Neoadjuvant chemotherapy (NAC) is increasingly used for high-risk breast cancer to achieve pathologic complete response (pCR), an indicator of event-free survival and favorable survival outcomes. Integrating MRI and Ki-67 biomarker analysis into predictive models offers a promising approach to optimize NAC response assessment and guide personalized treatment strategies. This study evaluates the validity of combined MRI and Ki-67 metrics for predicting pCR. We conducted a systematic review and meta-analysis following Preferred Reporting Items for Systematic Reviews and Meta-Analysis (PRISMA) guidelines, including studies on NAC-treated breast cancer patients assessed by MRI and Ki-67. The predictive models were evaluated based on key parameters, including MRI-based tumor size reduction and Ki-67 levels, with outcomes measured by area under the receiver operating characteristic curve (AUC) and calibration metrics. Findings across ten studies consistently show that high Ki-67 levels and significant tumor size reduction on MRI are predictive of pCR, achieving AUCs near 0.90. The analysis highlighted that models integrating MRI with Ki-67 metrics outperformed single-modality approaches, showing enhanced predictive accuracy and calibration.
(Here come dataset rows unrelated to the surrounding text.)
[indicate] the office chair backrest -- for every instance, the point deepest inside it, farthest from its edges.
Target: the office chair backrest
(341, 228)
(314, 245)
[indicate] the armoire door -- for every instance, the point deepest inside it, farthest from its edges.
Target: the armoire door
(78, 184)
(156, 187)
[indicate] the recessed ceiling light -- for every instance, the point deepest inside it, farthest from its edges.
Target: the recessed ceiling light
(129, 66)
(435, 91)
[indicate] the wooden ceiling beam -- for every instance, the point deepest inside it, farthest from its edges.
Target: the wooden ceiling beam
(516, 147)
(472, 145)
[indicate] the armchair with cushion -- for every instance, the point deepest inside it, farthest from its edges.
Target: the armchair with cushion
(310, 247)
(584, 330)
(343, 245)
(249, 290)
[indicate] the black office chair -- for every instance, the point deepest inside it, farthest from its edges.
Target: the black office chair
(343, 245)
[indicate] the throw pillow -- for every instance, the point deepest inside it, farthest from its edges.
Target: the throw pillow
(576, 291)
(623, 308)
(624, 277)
However, high heterogeneity (I² = 77%) was noted, suggesting variability in imaging and Ki-67 assessment protocols across studies. This study underscores the combined utility of MRI and Ki-67 for the non-invasive prediction of pCR, offering both structural and biological insights into tumor responsiveness. The results align with prior research, affirming the role of Radiomic-clinicopathological models in providing a more comprehensive assessment compared to individual markers. Further refinement of imaging and biomarker protocols could improve model reproducibility and applicability. Our findings highlight the robust predictive accuracy of MRI-Ki-67 integrated models for assessing pCR, marking a significant step toward personalized cancer care. Future studies should focus on refining these models with additional biomarkers and standardized protocols, facilitating their integration into routine clinical oncology to enhance treatment decision-making and patient outcomes.
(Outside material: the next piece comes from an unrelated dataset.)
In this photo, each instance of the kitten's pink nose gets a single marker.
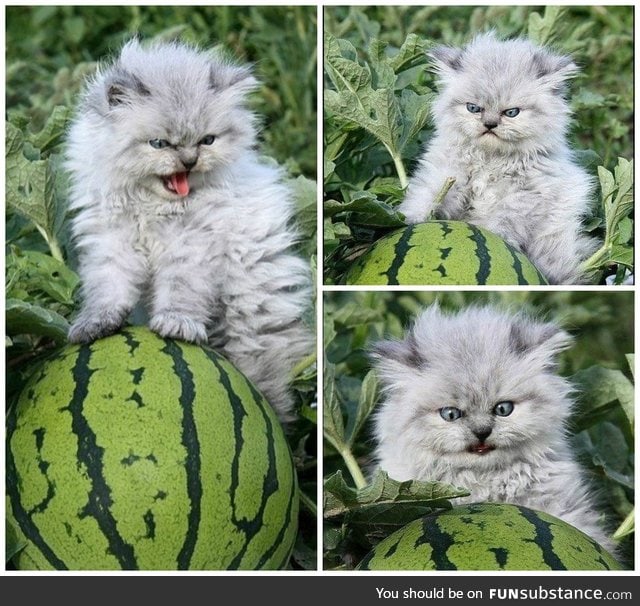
(482, 434)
新辅助化疗(NAC)越来越多地用于高危乳腺癌,以实现病理完全缓解(pCR),这是无事件生存和良好生存结果的一个指标。将MRI和Ki-67生物标志物分析整合到预测模型中,为优化NAC反应评估和指导个性化治疗策略提供了一种有前景的方法。本研究评估了联合MRI和Ki-67指标预测pCR的有效性。我们按照系统评价和Meta分析的首选报告项目(PRISMA)指南进行了一项系统评价和Meta分析,纳入了通过MRI和Ki-67评估的接受NAC治疗的乳腺癌患者的研究。基于关键参数评估预测模型,包括基于MRI的肿瘤大小缩小和Ki-67水平,结果通过受试者操作特征曲线(AUC)下面积和校准指标来衡量。十项研究的结果一致表明,高Ki-67水平和MRI上显著的肿瘤大小缩小可预测pCR,AUC接近0.90。分析强调,将MRI与Ki-67指标整合的模型优于单模态方法,显示出更高的预测准确性和校准性。然而,观察到高度异质性(I² = 77%),表明各研究在成像和Ki-67评估方案方面存在差异。本研究强调了MRI和Ki-67在pCR无创预测中的联合效用,为肿瘤反应性提供了结构和生物学方面的见解。结果与先前的研究一致,肯定了影像组学-临床病理模型在提供比单个标志物更全面评估方面的作用。进一步完善成像和生物标志物方案可提高模型的可重复性和适用性。我们的研究结果突出了MRI-Ki-67整合模型在评估pCR方面强大的预测准确性,标志着在个性化癌症治疗方面迈出了重要一步。未来的研究应专注于用额外的生物标志物和标准化方案完善这些模型,促进其整合到常规临床肿瘤学中,以改善治疗决策和患者预后。